Dans ce contexte, la LSDH est particulièrement préoccupée par les cinq jeux électroniques élaborés par l’UDC et accessibles depuis leur site Internet. Le recours à ce support nous paraît d’autant plus inacceptable qu’il vise à dissimuler la gravité de la position qu’adopte l’UDC sous couvert d’une proposition apparemment ludique, destinée à séduire des jeunes. Si l’ensemble de ces jeux nous paraissent nauséabonds, trois d’entre eux au moins nous paraissent constituer des infractions aux lois suisses.

Le premier de ces jeux, intitulé « Halte aux naturalisations abusives » met en scène la mascotte de l’UDC, avec les instructions suivantes : «Dans ce jeu, il s’agit d’intercepter, avec l’aide de Zottel (un bouc nain), un nombre aussi grand que possible de passeports que les socialistes et les Verts distribuent sans réfléchir aux étrangers. Zottel attrape les passeports dans son museau. Pour lui permettre de saisir les passeports, tu le déplaces avec les deux touches de direction. Bonus: si un juge ou un Vert intervient, tu peux l’éjecter avec la barre d’espace. Le jeu s’arrête quand un certain nombre de passeports a passé à côté de Zottel».

Le second jeu, intitulé «Halte aux étrangers criminels» met en scène le bouc «Zottel» chargé de repousser d’un violent coup de tête les moutons noirs qui cherchent à entrer sur le territoire helvétique, ainsi que des cars remplis de moutons noirs conduits par des personnages représentant des membres des partis Verts et socialistes. L’internaute perd des points en repoussant des moutons blancs.

Les étrangers sont stigmatisés par le biais de ces jeux du fait qu’ils sont présentés, en tant que tels, comme formant une catégorie de la population indésirable et fortement criminelle.

Enfin le quatrième jeu, intitulé «Halte à l’arnaque de l’Etat», propose au joueur d’éliminer les radars disposés par «la gauche et ses complices» ainsi que les panneaux d’interdiction disposés par le représentant Vert. Le joueur, représenté par Zottel tirant une charrette, doit écraser le représentant des Verts afin d’empêcher l’installation de radars. Ce faisant, il gagnera des points…

En mettant à disposition du grand public les deux premiers jeux susmentionnés, le parti politique UDC s’est rendu, à notre sens, coupable d’infraction à l’article 261bis du Code Pénal.
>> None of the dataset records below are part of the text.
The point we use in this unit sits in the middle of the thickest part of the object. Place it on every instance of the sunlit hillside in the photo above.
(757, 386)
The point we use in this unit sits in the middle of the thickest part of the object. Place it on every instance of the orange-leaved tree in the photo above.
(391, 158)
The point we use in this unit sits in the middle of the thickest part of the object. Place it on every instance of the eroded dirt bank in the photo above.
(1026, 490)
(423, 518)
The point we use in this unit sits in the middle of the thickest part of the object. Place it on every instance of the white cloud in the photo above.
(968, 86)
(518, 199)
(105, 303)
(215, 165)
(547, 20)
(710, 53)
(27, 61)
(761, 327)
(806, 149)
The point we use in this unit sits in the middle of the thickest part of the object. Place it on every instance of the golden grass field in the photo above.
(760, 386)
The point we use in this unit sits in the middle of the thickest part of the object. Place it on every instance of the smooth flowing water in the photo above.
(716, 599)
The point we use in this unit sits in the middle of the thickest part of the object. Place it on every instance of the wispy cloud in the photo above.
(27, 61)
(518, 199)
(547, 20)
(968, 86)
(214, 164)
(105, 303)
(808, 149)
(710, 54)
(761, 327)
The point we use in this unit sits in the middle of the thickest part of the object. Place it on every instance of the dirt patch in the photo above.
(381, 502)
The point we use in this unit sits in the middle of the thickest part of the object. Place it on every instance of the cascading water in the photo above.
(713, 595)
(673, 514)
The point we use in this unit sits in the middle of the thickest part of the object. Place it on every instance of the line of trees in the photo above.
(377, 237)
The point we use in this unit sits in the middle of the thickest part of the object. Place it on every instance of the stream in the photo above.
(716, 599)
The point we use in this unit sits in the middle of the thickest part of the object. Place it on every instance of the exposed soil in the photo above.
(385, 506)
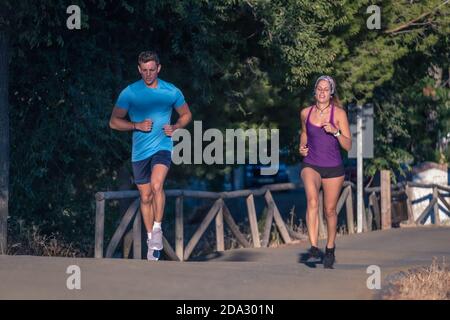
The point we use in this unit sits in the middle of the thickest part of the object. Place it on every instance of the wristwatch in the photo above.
(337, 134)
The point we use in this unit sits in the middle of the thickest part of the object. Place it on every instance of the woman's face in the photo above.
(323, 92)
En effet, par ces jeux, l’UDC, publiquement, par l’écriture et l’image, abaisse et discrimine d’une façon qui porte atteinte à la dignité humaine un groupe de personnes en raison de leur appartenance étrangère. Cette attitude est expressément dénoncée par l’article 261bis al. 4 du Code pénal. Le fait que l’UDC vise les étrangers en général et ne s’adresse pas en particulier à une «race» ou «ethnie» distincte n’exclut en rien l’application de cette disposition.

Concernant le quatrième jeu, l’UDC incite à la violence envers le Juge ou le représentant des Verts ; cette incitation est réprimée par l’article 259 du code pénal. La LSDH ne pouvant légalement dénoncer au Procureur Général ce fait, nous invitons tous citoyens à le faire et mettons à disposition sur le site Internet www.lsdh.net un courrier type que chacun peut faire parvenir au Procureur Général dans le but de dénoncer cette incitation à la violence.

C’est pourquoi, aujourd’hui, la LSDH:

  • Appelle les partis et responsables politiques, les associations et organisations ainsi que la population à ne pas accepter de telles dérives, à agir contre cette évolution répressive et xénophobe, et à se prononcer dès aujourd’hui clairement contre l’initiative lancée par l’UDC ;
  • Porte plainte contre l’UDC en vertu de l’article 261bis du Code Pénal ;
  • Soutient la dénonciation pénale faite en vertu de l’article 259 du Code Pénal, puisqu’il lui est impossible de faire une telle dénonciation en son nom en tant qu’association.